The DPE report also claims that the rise in single-person and couple-only households, as well as an ageing population, is driving the need for smaller dwellings. It also showed how the government would create housing diversity, which included studio or “granny flats”, smaller block sizes in suburbia, an increased number of townhouses and terraces and manor homes (four separately titled units within the same building). This is not the case with the Urban Growth Central to Eveleigh plan. “Let’s not just build tower blocks at extortionate prices, let’s build dwellings that Australians are happy to come home to.”
How do we get an acceptable result of Density and Open Space built to maintain a Vibrant Community?
The aim is to build communities where people want to live, not just build lots of 1 and 2 bedroom High Density rental stock. UG appears to be providing a market with specific customers in mind – ones without children.

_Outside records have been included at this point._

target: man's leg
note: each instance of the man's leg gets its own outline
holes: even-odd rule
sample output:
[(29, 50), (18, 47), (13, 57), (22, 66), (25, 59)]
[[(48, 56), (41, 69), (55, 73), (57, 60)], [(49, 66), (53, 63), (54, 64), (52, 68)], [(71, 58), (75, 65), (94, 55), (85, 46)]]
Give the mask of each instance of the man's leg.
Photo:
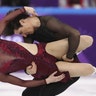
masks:
[(72, 85), (78, 79), (79, 77), (76, 77), (68, 81), (67, 83), (58, 82), (38, 87), (26, 88), (23, 91), (22, 96), (56, 96), (64, 92), (70, 85)]
[(22, 92), (22, 96), (39, 96), (40, 88), (42, 87), (43, 86), (26, 88)]
[(39, 96), (56, 96), (60, 93), (64, 92), (69, 86), (71, 86), (74, 82), (76, 82), (79, 77), (73, 78), (72, 80), (68, 81), (67, 83), (53, 83), (49, 85), (45, 85), (40, 91)]

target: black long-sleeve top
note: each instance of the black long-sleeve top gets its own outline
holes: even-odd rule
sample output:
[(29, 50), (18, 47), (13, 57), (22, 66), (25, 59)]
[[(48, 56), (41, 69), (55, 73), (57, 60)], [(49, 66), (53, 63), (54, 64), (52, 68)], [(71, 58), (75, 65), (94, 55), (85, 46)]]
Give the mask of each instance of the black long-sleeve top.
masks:
[(53, 16), (39, 16), (41, 26), (27, 38), (39, 42), (52, 42), (68, 38), (69, 49), (67, 58), (72, 59), (79, 45), (80, 33), (67, 24), (62, 23)]

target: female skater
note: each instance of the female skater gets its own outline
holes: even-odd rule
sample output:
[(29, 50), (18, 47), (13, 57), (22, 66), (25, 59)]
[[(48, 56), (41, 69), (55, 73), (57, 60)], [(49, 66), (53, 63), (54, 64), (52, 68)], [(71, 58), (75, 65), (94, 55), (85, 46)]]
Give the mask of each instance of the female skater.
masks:
[(55, 76), (56, 72), (41, 80), (22, 80), (10, 75), (12, 72), (25, 70), (31, 64), (32, 57), (26, 49), (17, 43), (0, 39), (0, 81), (22, 87), (36, 87), (61, 81), (65, 77), (63, 74)]
[[(77, 52), (88, 48), (93, 42), (90, 36), (81, 36), (80, 38)], [(32, 84), (33, 86), (37, 86), (38, 83), (41, 85), (44, 84), (44, 80), (49, 84), (50, 79), (46, 78), (54, 71), (57, 71), (57, 74), (64, 72), (65, 77), (63, 76), (64, 80), (62, 82), (67, 82), (70, 77), (86, 76), (94, 73), (95, 69), (91, 64), (57, 61), (57, 59), (63, 59), (67, 49), (67, 39), (47, 44), (15, 43), (0, 40), (0, 81), (31, 87)], [(44, 79), (43, 81), (37, 81), (37, 83), (33, 81), (35, 83), (31, 82), (30, 84), (29, 82), (27, 85), (24, 81), (21, 82), (18, 78), (8, 75), (11, 72), (25, 69), (28, 65), (31, 65), (32, 61), (36, 63), (33, 76), (35, 79)], [(43, 71), (42, 68), (46, 70)]]

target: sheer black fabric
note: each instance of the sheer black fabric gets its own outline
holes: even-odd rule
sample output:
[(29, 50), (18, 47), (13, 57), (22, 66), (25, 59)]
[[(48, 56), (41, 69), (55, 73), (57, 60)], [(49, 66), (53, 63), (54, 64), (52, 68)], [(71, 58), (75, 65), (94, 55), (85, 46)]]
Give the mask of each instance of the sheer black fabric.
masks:
[(52, 16), (40, 16), (41, 26), (29, 35), (26, 39), (37, 40), (39, 42), (52, 42), (68, 38), (69, 49), (67, 57), (72, 59), (79, 45), (80, 33), (67, 24), (62, 23)]

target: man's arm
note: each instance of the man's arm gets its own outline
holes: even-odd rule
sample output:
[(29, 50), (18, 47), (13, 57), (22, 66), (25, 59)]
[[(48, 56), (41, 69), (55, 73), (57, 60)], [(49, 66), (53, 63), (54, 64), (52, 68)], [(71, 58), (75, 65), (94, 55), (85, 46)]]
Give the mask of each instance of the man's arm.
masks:
[(47, 17), (46, 26), (55, 32), (57, 39), (68, 38), (69, 48), (65, 59), (72, 60), (80, 41), (80, 32), (55, 17)]
[(44, 84), (50, 84), (53, 82), (61, 81), (64, 78), (64, 75), (54, 76), (56, 72), (52, 73), (48, 78), (45, 80), (22, 80), (15, 76), (9, 74), (0, 73), (0, 81), (18, 85), (21, 87), (36, 87)]

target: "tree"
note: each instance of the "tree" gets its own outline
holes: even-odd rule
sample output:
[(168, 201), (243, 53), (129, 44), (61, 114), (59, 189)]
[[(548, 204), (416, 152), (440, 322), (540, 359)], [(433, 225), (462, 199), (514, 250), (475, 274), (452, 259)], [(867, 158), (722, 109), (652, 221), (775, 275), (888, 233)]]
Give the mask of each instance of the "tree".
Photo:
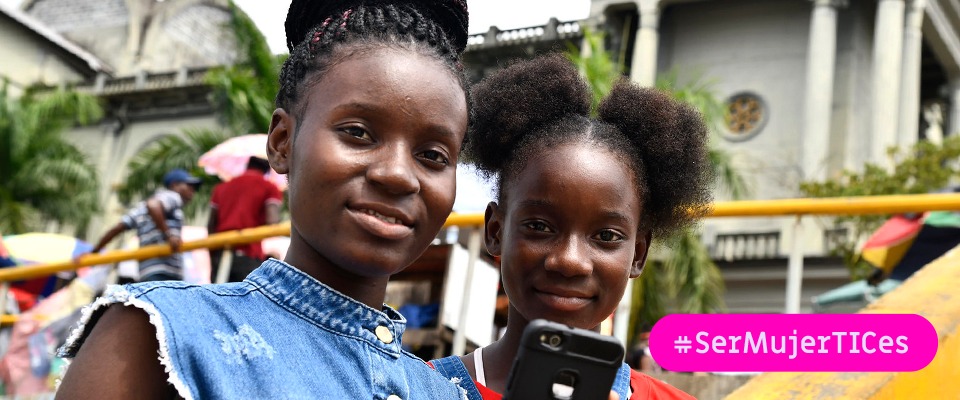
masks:
[(204, 179), (194, 201), (184, 209), (195, 216), (206, 208), (211, 190), (219, 182), (197, 166), (200, 156), (229, 137), (265, 132), (270, 126), (284, 56), (270, 52), (263, 34), (236, 4), (231, 1), (229, 8), (229, 29), (236, 38), (238, 61), (212, 69), (206, 78), (212, 89), (211, 101), (226, 129), (185, 129), (182, 135), (166, 136), (144, 147), (127, 164), (127, 179), (118, 191), (122, 203), (149, 196), (163, 174), (183, 168)]
[[(891, 147), (887, 156), (892, 168), (867, 163), (862, 171), (844, 170), (822, 182), (807, 181), (800, 191), (810, 197), (877, 196), (919, 194), (945, 189), (960, 177), (960, 137), (951, 136), (942, 145), (920, 141), (909, 149)], [(832, 252), (840, 256), (852, 280), (864, 279), (873, 267), (860, 257), (858, 244), (877, 230), (889, 215), (858, 215), (832, 219), (833, 224), (846, 226), (852, 234), (832, 236)]]
[[(622, 66), (604, 46), (604, 35), (584, 32), (583, 50), (570, 46), (568, 58), (578, 66), (593, 88), (594, 108), (610, 92), (613, 83), (623, 77)], [(657, 87), (700, 111), (712, 132), (723, 125), (724, 107), (710, 85), (694, 80), (678, 85), (676, 74), (658, 80)], [(712, 139), (711, 139), (712, 140)], [(736, 171), (729, 154), (711, 146), (709, 159), (722, 190), (733, 198), (747, 193), (743, 177)], [(663, 257), (648, 258), (645, 271), (633, 284), (628, 337), (649, 329), (666, 315), (668, 309), (685, 313), (710, 313), (724, 308), (723, 280), (719, 269), (693, 229), (680, 232), (652, 249)]]
[(99, 179), (86, 155), (63, 138), (74, 124), (103, 117), (98, 100), (71, 90), (0, 88), (0, 231), (40, 230), (46, 222), (82, 228), (99, 210)]

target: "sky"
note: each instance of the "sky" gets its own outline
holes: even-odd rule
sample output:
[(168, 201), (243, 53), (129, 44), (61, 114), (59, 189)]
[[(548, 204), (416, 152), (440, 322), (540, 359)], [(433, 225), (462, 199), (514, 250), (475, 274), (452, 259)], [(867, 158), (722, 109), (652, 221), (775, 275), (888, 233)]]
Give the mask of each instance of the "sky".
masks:
[[(290, 0), (234, 0), (247, 12), (267, 37), (270, 49), (286, 52), (283, 21)], [(22, 0), (0, 0), (19, 7)], [(583, 19), (590, 13), (590, 0), (468, 0), (470, 33), (486, 32), (491, 25), (500, 29), (543, 25), (556, 17), (561, 21)]]
[[(8, 1), (8, 0), (4, 0)], [(270, 49), (286, 52), (283, 21), (289, 0), (234, 0), (247, 12), (267, 37)], [(550, 17), (561, 21), (583, 19), (590, 14), (590, 0), (468, 0), (470, 33), (483, 33), (496, 25), (500, 29), (544, 25)]]

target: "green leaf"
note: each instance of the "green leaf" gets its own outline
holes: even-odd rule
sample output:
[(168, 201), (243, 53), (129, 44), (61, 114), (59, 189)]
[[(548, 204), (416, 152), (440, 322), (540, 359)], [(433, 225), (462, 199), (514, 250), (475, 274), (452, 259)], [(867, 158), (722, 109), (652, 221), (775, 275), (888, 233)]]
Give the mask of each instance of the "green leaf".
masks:
[(100, 210), (99, 177), (63, 131), (99, 120), (99, 100), (34, 87), (13, 98), (6, 81), (0, 93), (0, 232), (40, 230), (47, 222), (85, 225)]

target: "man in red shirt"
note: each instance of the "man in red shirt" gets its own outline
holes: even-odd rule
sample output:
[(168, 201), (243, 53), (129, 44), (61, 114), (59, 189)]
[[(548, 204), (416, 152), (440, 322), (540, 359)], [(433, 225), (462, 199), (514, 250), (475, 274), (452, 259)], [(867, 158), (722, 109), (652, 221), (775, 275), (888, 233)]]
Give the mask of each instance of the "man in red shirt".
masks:
[[(280, 204), (283, 193), (264, 178), (270, 171), (267, 160), (250, 157), (247, 170), (240, 176), (213, 188), (210, 197), (210, 233), (253, 228), (280, 222)], [(216, 282), (222, 249), (210, 251), (210, 281)], [(239, 282), (260, 266), (266, 256), (260, 242), (240, 245), (233, 249), (229, 282)]]

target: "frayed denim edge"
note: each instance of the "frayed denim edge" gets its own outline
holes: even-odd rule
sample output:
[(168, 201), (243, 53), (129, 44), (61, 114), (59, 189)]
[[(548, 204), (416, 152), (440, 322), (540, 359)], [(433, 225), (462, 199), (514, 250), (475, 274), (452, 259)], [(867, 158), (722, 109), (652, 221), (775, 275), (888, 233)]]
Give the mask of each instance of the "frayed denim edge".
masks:
[(460, 400), (470, 400), (469, 396), (467, 396), (467, 389), (460, 387), (460, 378), (456, 376), (453, 378), (450, 378), (450, 383), (456, 385), (457, 390), (460, 390)]
[[(90, 322), (90, 318), (93, 316), (94, 311), (115, 303), (123, 303), (124, 306), (134, 306), (147, 313), (150, 324), (157, 329), (157, 341), (159, 343), (159, 350), (157, 351), (159, 356), (158, 359), (160, 360), (160, 364), (163, 365), (164, 372), (167, 373), (167, 382), (170, 382), (170, 384), (173, 385), (173, 387), (177, 390), (177, 394), (179, 394), (184, 400), (193, 400), (193, 394), (190, 393), (190, 390), (183, 383), (183, 380), (180, 379), (177, 371), (173, 369), (173, 362), (170, 360), (170, 350), (167, 348), (167, 332), (163, 328), (163, 321), (161, 320), (160, 312), (157, 311), (157, 308), (154, 307), (153, 304), (131, 296), (130, 292), (128, 292), (122, 286), (108, 287), (103, 296), (97, 298), (93, 304), (83, 308), (83, 314), (80, 316), (79, 325), (74, 328), (73, 332), (70, 333), (70, 337), (67, 338), (66, 343), (63, 345), (63, 349), (67, 349), (76, 345), (76, 342), (80, 340), (81, 336), (83, 336), (84, 330), (87, 327), (87, 323)], [(60, 378), (56, 380), (56, 387), (58, 389), (60, 388), (60, 382), (63, 380), (63, 376), (67, 373), (67, 367), (70, 366), (71, 361), (72, 360), (67, 360), (64, 366), (60, 369)]]

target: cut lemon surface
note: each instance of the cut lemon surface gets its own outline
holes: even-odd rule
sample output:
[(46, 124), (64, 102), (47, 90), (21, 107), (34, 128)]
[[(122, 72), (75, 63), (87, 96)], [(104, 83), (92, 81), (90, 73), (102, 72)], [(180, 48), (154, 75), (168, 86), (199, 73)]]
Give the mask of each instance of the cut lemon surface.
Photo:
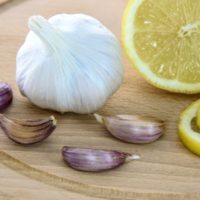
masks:
[(200, 155), (200, 100), (190, 105), (180, 116), (179, 136), (183, 144)]
[(123, 45), (148, 82), (172, 92), (200, 92), (199, 13), (199, 0), (129, 0)]

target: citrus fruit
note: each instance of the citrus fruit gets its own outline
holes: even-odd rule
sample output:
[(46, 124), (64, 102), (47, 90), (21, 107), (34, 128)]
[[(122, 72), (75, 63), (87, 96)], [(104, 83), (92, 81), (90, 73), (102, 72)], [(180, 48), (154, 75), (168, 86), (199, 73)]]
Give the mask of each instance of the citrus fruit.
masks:
[(180, 116), (179, 137), (193, 153), (200, 155), (200, 100), (190, 105)]
[(123, 45), (148, 82), (172, 92), (200, 92), (199, 13), (199, 0), (129, 0)]

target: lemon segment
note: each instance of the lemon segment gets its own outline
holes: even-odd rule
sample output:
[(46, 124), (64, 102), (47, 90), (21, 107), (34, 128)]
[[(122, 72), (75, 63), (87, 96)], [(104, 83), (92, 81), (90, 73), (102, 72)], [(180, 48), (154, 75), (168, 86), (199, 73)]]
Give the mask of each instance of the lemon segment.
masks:
[(151, 84), (200, 92), (200, 1), (129, 0), (122, 42), (133, 66)]
[[(199, 113), (200, 100), (190, 105), (180, 116), (179, 137), (183, 144), (193, 153), (200, 155), (200, 132), (194, 130), (192, 122)], [(198, 118), (198, 117), (197, 117)]]

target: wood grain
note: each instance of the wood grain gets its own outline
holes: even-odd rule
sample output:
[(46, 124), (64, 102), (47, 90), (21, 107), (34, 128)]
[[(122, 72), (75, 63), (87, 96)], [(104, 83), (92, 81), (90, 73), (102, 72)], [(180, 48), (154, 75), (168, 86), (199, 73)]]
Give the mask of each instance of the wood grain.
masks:
[[(124, 56), (124, 83), (99, 113), (151, 115), (166, 121), (165, 135), (160, 140), (133, 145), (111, 137), (91, 116), (41, 110), (19, 94), (15, 57), (28, 31), (29, 16), (85, 13), (102, 21), (120, 38), (126, 3), (125, 0), (16, 0), (0, 7), (0, 79), (12, 85), (15, 97), (6, 114), (17, 118), (54, 114), (58, 119), (55, 133), (45, 142), (30, 147), (14, 144), (0, 134), (0, 150), (20, 160), (1, 151), (0, 199), (41, 199), (41, 194), (47, 200), (200, 198), (199, 157), (185, 149), (177, 136), (180, 112), (199, 95), (172, 94), (152, 87), (135, 73)], [(63, 163), (60, 150), (64, 145), (137, 152), (142, 159), (113, 171), (81, 173)], [(54, 178), (49, 179), (48, 175), (44, 178), (45, 174)], [(66, 186), (69, 181), (75, 186)]]

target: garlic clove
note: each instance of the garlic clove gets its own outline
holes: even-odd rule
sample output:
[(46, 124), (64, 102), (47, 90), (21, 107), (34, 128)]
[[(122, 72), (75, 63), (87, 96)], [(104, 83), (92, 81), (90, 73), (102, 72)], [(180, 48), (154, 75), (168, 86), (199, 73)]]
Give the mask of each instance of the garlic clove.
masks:
[(0, 82), (0, 112), (4, 111), (12, 102), (13, 93), (10, 85)]
[(0, 114), (0, 127), (5, 135), (19, 144), (34, 144), (46, 139), (56, 128), (56, 119), (18, 120)]
[(62, 148), (64, 161), (73, 169), (88, 172), (100, 172), (114, 169), (140, 156), (113, 150), (98, 150), (89, 148)]
[(150, 143), (164, 132), (164, 122), (153, 117), (117, 115), (104, 117), (94, 114), (96, 120), (116, 138), (129, 143)]

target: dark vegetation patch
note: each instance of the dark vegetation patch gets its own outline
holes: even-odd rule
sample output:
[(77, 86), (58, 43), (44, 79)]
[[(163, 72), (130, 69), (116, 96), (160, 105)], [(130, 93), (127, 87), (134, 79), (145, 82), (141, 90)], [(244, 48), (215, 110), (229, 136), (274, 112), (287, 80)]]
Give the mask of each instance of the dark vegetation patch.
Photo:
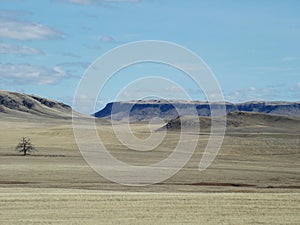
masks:
[(243, 184), (243, 183), (217, 183), (217, 182), (197, 182), (185, 185), (194, 186), (218, 186), (218, 187), (256, 187), (254, 184)]

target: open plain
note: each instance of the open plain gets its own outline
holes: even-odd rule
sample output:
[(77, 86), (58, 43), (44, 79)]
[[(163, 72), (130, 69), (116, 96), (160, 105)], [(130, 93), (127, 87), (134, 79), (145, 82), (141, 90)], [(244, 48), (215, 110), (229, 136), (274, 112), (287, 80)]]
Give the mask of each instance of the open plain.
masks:
[[(159, 184), (130, 187), (87, 165), (71, 118), (1, 114), (0, 223), (299, 224), (300, 130), (281, 127), (228, 128), (217, 158), (202, 172), (208, 133), (191, 134), (200, 141), (181, 171)], [(118, 142), (109, 122), (99, 119), (97, 129), (112, 155), (135, 165), (167, 157), (179, 135), (170, 130), (157, 149), (137, 152)], [(140, 138), (149, 135), (145, 122), (131, 129)], [(14, 150), (23, 136), (37, 152)]]

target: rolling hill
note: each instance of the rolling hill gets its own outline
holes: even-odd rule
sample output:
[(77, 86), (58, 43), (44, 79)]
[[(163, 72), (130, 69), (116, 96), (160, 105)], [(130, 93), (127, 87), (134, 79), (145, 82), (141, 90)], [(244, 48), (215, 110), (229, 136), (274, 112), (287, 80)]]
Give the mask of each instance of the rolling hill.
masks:
[[(218, 118), (216, 118), (218, 123)], [(211, 127), (210, 117), (189, 117), (182, 116), (171, 119), (167, 122), (164, 128), (168, 130), (179, 130), (181, 126), (195, 127), (200, 126), (200, 129), (208, 130)], [(279, 115), (271, 115), (257, 112), (235, 111), (228, 113), (226, 116), (227, 131), (241, 132), (282, 132), (289, 133), (300, 132), (300, 118), (287, 117)]]
[[(192, 117), (188, 108), (195, 106), (199, 117)], [(220, 103), (213, 103), (218, 108)], [(175, 107), (181, 109), (183, 115), (178, 115)], [(227, 129), (251, 129), (252, 131), (276, 130), (296, 131), (300, 130), (300, 103), (297, 102), (246, 102), (240, 104), (226, 103)], [(165, 128), (178, 130), (181, 124), (201, 129), (210, 129), (210, 106), (207, 102), (188, 101), (129, 101), (109, 103), (95, 116), (101, 121), (110, 119), (126, 120), (130, 111), (130, 121), (149, 121), (154, 117), (160, 117), (166, 121)], [(77, 115), (80, 115), (76, 113)], [(72, 108), (62, 102), (46, 98), (0, 91), (0, 117), (17, 118), (53, 118), (71, 119)], [(81, 115), (83, 116), (83, 115)], [(100, 121), (100, 120), (99, 120)]]
[(52, 117), (72, 116), (72, 108), (64, 103), (34, 95), (0, 91), (0, 115), (15, 117)]

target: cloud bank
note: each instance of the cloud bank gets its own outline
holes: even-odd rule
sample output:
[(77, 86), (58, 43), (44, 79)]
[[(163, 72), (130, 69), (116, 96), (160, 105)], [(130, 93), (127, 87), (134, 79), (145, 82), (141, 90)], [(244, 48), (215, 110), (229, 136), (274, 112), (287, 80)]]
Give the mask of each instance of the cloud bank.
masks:
[(0, 38), (9, 38), (21, 41), (38, 39), (58, 39), (63, 34), (53, 28), (39, 23), (18, 19), (15, 11), (0, 11)]
[(61, 67), (0, 63), (0, 81), (14, 85), (52, 85), (70, 77)]
[(0, 54), (15, 54), (15, 55), (41, 55), (43, 52), (29, 46), (14, 45), (0, 42)]

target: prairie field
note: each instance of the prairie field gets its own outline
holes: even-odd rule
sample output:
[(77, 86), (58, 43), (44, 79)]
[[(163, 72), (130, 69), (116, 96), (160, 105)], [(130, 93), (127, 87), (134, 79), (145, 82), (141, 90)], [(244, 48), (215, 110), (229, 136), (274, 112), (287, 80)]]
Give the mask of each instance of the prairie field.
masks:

The most sensible result would be to reduce the population density to a figure that is more appropriate to what the space can provide. The original plan of 8-12 Storeys which would manage a proposed population of around 800 residents was better. The 2016 plan increased the density by 20% to provide 600- 700 apartments (equating to an additional 1400 residents on top of the 200 in the Platform Apartments). The 20% increase was based on “population growth and site specific design opportunities“. (page42 UGNSW – North Eveleigh – Plan for a new neighbourhood 2015).
Reversing that would leave us with 1120 residents immediately making more open space.
Additionally the NSW Government could follow through with changes to legislation making it harder for property owners to to leave the 10,000 CBD premises vacant.
It is quite obvious that UGNSW is reluctant to change the Density and building heights in North Eveleigh as it creates a precedent for the forthcoming developments in the Central to Eveleigh tract. In followup Posts we will put the facts together to present to the minister for planning (and the shadow minister) as Urban Growth have made it quite clear they are not moving on this.
The Report from Charles Sturt University offers some fantastic references to many recent case studies on open space consideration in High Density residential areas (4). The benefits of Open Space is obviously necessary to urban planning and is backed up by the 100’s of Australian and International Reports on the subject. The benefits are generally outlined in Social, Economic and Environmental impacts.
(1) Density Health Workshop Report NSW
(3) Sydney Open Space Report 2016
(4) Best Practice Open Space in Higher Density Developments (2011)
(5) PP01_WP11_Open Space Standards_2009_E3.pdf
“The current default in many parts of NSW is a rate of 2.8ha per 1,000 new residents. This rate features in a number of planning frameworks, including the NSW Government’s Growth Centres Code and local government open space strategies and development contributions plans3. As an alternative, the Guidelines suggest a default rate of 15% of non-industrial land be allocated for open space purposes.”